Newfoundland ligt in het uiterste oosten van Canada, in het noordwestelijk deel van de Atlantische Oceaan. Het is ongeveer tweeënhalf keer zo groot als Nederland en zeer dunbevolkt. Tijdens de ontdekking van de Nieuwe Wereld was er veel interesse voor Newfoundland, voornamelijk vanwege de grote hoeveelheden vis die in de waterrijke omgeving te vangen was. Van de vier landen die naar een monopolie op de visserij streefden, werd Engeland de dominante macht op het eiland. Uiteindelijk zou Newfoundland opgaan in Brits-koloniaal Canada.

Ontdekking

Nadat John Cabot in 1496 in naam van koning Henry de 7e Newfoundland had geclaimd, was er weinig gebeurd met de kolonie, behalve het planten van de Engelse vlag. Al snel werd echter ontdekt dat de kustwateren van het eiland vol zaten met vis, voornamelijk kabeljauw (ook wel ‘het rundvlees van de zee’ genoemd). Gedurende de zestiende eeuw kwamen er meer zeemachten richting Newfoundland om een deel van de visserij in handen te krijgen. Elk jaar tussen maart en oktober kwamen, naast de Engelse, grote visserijvloten uit Portugal, Spanje en Frankrijk om de West-Europese markt van kabeljauw te voorzien.

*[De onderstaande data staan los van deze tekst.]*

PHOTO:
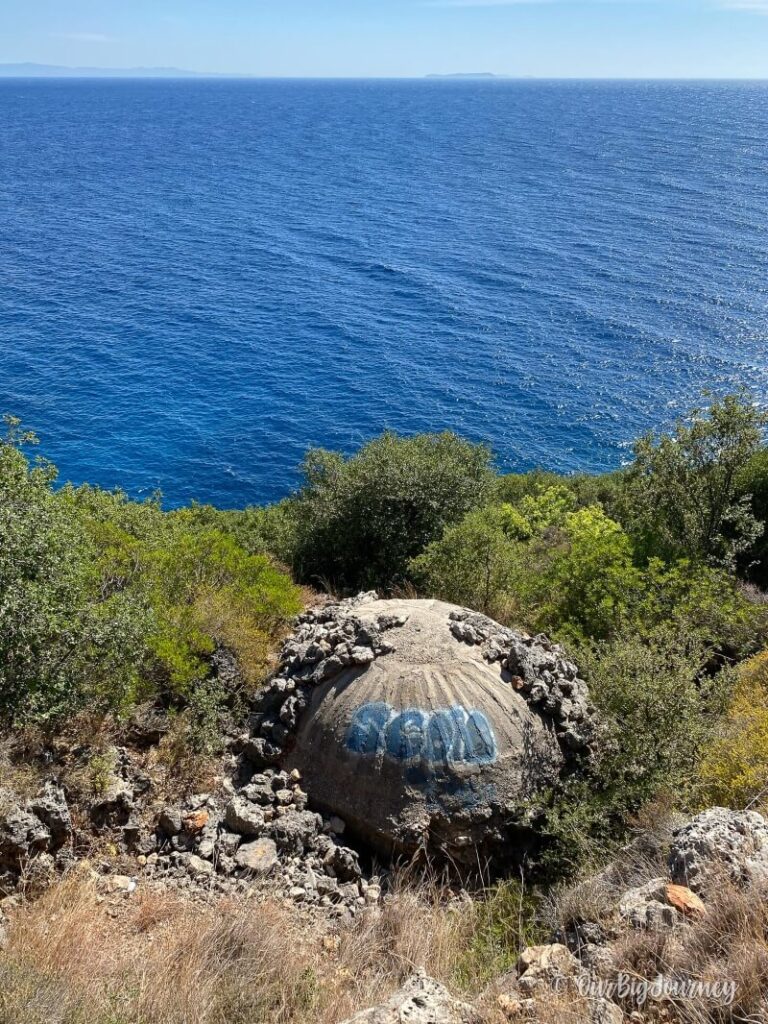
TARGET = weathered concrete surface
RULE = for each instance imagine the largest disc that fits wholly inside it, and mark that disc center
(434, 726)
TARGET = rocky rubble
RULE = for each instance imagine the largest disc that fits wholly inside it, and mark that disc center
(35, 832)
(540, 671)
(720, 842)
(326, 641)
(421, 1000)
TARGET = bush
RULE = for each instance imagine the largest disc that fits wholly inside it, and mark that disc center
(734, 771)
(109, 602)
(360, 520)
(752, 485)
(681, 498)
(542, 563)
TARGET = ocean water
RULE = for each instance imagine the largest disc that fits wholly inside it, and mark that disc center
(200, 280)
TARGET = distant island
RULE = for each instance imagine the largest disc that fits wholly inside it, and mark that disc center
(471, 75)
(29, 70)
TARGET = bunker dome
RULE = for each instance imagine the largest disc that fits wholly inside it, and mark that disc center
(422, 724)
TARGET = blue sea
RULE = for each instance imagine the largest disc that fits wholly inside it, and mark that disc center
(199, 280)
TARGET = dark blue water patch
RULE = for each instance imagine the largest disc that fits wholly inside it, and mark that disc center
(200, 280)
(422, 738)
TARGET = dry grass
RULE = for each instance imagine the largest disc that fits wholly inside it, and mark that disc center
(76, 957)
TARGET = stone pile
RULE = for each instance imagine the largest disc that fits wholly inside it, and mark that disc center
(540, 671)
(334, 638)
(263, 833)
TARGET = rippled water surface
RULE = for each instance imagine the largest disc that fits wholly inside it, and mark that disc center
(200, 280)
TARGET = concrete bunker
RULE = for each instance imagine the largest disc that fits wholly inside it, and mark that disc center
(424, 725)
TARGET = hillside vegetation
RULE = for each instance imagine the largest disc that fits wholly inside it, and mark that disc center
(653, 578)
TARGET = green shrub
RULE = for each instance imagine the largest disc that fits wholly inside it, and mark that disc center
(360, 520)
(544, 564)
(752, 484)
(659, 711)
(504, 923)
(681, 497)
(734, 771)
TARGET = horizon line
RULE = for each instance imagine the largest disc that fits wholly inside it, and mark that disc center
(108, 74)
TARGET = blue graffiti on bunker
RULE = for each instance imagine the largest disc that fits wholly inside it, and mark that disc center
(450, 735)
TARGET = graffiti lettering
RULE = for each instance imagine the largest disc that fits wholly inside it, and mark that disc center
(451, 735)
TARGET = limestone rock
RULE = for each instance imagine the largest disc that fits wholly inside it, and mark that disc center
(720, 843)
(50, 807)
(421, 1000)
(243, 817)
(684, 900)
(646, 906)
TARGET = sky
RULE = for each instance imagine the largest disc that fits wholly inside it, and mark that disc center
(396, 38)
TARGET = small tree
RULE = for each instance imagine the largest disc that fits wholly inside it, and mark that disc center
(61, 638)
(681, 497)
(361, 519)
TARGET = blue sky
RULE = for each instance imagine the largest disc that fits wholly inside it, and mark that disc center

Intussen werd Newfoundland de basis voor veel vissershavens. De Engelse havens lagen veelal aan de zuidoostelijke kust van het eiland, terwijl de Franse havens in het westen en zuiden gesitueerd waren (dichter bij Frans koloniaal Canada). In 1583 probeerde Sir Humphrey Gilbert wat Cabot in 1496 had geprobeerd en claimde het eiland opnieuw voor Engeland. Zijn poging strandde echter door muiterij en zijn schip zonk in een storm tijdens de terugkeer naar Engeland.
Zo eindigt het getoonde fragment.